Multi-Warehouse Inventory on Shopify: Combine, Filter, or Map?
S&S Activewear ships from eight warehouses across the United States. SanMar runs a similar multi-warehouse footprint. AlphaBroder distributes across several major regions. Each one is, from your store's perspective, a stack of warehouse-level stock counts that have to land in Shopify as one number per variant — or several, if you're running a multi-location Shopify store.
There are three sane ways to do that. Each one fits a different store shape. The fourth way — "default to whichever warehouse has the biggest pile" — is how stores oversell, ship from the wrong region, and spend Tuesday mornings refunding customers.
This article walks through the three sane options. Each one in plain English, each one with the store shape it fits, each one with the wholesale-apparel detail that determines whether it's right for your operation. By the end, you'll know which of combine, filter, or map your store needs — and how to set it up.
Running example used throughout this article: Shoreline Tee Co., a pure dropshipper running on S&S Activewear. They sell Comfort Colors 1717, Bella+Canvas 3001, and Next Level 6210 to customers in 41 states.

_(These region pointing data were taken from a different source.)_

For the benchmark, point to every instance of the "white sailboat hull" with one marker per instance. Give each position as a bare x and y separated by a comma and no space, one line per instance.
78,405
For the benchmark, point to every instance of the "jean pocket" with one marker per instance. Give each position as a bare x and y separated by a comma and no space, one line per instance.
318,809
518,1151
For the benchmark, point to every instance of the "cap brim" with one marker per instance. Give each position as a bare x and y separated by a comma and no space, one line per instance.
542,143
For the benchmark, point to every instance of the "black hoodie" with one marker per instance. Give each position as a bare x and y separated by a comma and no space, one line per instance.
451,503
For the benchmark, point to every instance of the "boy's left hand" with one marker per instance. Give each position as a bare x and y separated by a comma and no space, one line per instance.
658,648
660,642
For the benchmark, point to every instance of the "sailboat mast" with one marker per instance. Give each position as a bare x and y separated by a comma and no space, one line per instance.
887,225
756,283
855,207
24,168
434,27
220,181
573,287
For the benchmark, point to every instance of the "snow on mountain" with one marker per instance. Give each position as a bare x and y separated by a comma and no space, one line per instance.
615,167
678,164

They ship through S&S directly, do not stock anything themselves, and do not want to oversell.
Key Takeaways
- The decision — pick the warehouse-handling pattern that matches your shipping reality (where your customers are, where you stock if you stock, how you ship).
- The three options — combine all warehouses into one Shopify number; filter to a regional subset; map each warehouse to a Shopify location.
- The fast answer for most pure dropshippers — combine, with a buffer, on a fast inventory loop.
- When each option wins — combine for pure dropshippers shipping the supplier's whole network; filter for decorators shipping from one region; map for multi-location merchants who run their own warehouses alongside the supplier's stock.
- Try it now — Install Supply Master free on the Shopify App Store (5.0★, top-rated for apparel-supplier integration in the U.S. and Canada) or email support@comstack.com and we'll set up your warehouse mapping.
Table of contents
- Why the warehouse question matters more than the sync-cadence question
- The three sane options
- Option 1 — Combine
- Option 2 — Filter
- Option 3 — Map
- Side-by-side: which option does what
- How real stores choose
- Where Supply Master fits
- FAQ
- Try it on your store
Why the warehouse question matters more than the sync-cadence question
When stores oversell, owners look at sync cadence first. "Maybe I need to refresh more often." Sync cadence matters — but for most apparel stores, the bigger source of overselling is warehouse handling, not refresh frequency.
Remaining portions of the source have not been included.